At the bottom of this
screen is a word count for the document as I write it. It ticks upward toward my goal of five to six
hundred for every one of these columns I write.
Sometimes I exceed it; occasionally I stop short. Every column I have written since the first
of this year is in an electronic folder marked “2014;” I have such folders
going back to 2006, when I arrived at this parish that July; and another folder
for Old Saint Mary Church, where I was before, with the first “Blurb,” as I
call this literary form, dated 17 December 2005. There are fifty columns each year, each
folder.
That is only the
beginning. There are letters and notes
and outlines in other folders, then homilies and presentations, and emails
somewhere else. There are also homilies
and talks I have given that are not written down, conversations I have had in
person and on the phone. Speaking of
phones, mine clutches an array of threads of text messages, also made up of
more words, a few of them abbreviated, but rather more misspelled.
The folders full are
rarely visited, the text strings even less so.

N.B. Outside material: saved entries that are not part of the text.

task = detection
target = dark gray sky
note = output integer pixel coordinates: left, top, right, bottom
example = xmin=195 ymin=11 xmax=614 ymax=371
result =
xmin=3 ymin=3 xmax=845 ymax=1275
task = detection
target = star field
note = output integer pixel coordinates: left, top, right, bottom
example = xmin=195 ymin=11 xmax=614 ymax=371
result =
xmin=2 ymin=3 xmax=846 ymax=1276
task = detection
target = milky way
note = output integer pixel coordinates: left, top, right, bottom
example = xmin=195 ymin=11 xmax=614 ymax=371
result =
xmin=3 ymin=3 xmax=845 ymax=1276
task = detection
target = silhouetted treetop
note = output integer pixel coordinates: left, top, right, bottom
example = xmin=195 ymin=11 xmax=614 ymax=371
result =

The words never written are gone forever, never to be recovered or
reconstructed. Lost, forgotten, possibly
even wasted – or are they?
Each word that finds
a hearer, or a reader, affects and possibly alters the heart or mind that
receives it, perhaps as imperceptibly as the storied flap of a butterfly’s
wings, but affects it nonetheless. Each
heart, each mind, each life responds, reacts, and relates to these words, often
with words of its own, and lives are changed forever.
Ephemeral as they seem,
these words, they are famous for being unalterable. “You never get a second chance to make a
first impression,” goes the maxim, but neither can you ever unsay anything
that’s been said. Even the word left
unspoken can grow to enormous and lasting significance.
Even without perusing
my files, I can wonder about the effect of my words, whether it was good or
regrettable, or whether there was any at all.
To pause and take
responsibility for these words, each word, and stand honestly before God is a humbling
but helpful work. It is hard to resist
this reflection in light of His revelation this Sunday, about the power and
purpose of His own Word:
Thus says the LORD: Just as from
the heavens the rain and snow come down and do not return there till they have
watered the earth, making it fertile and fruitful, giving seed to the one who
sows and bread to the one who eats, so
shall my word be that goes forth from my mouth; my word shall not return to me
void, but shall do my will, achieving the end for which I sent it. (Isaiah 55:10-11)
They come out of our
mouths, are tapped into our phones and typed onto our screens, and gush out of our
mouths with and without thought or preparation, splashing onto hearers both
intended and unintended. If the “folder”
that holds them all, each and every one, were to stand open before us for any
and all to read, how would we stand? How
could we?
Then must we speak, and
utter the only possible word: Be it done
unto me according to your word. And then
shall His Word do its merciful work in our lives, and shall do (His) will, achieving the end for which (He) sent it.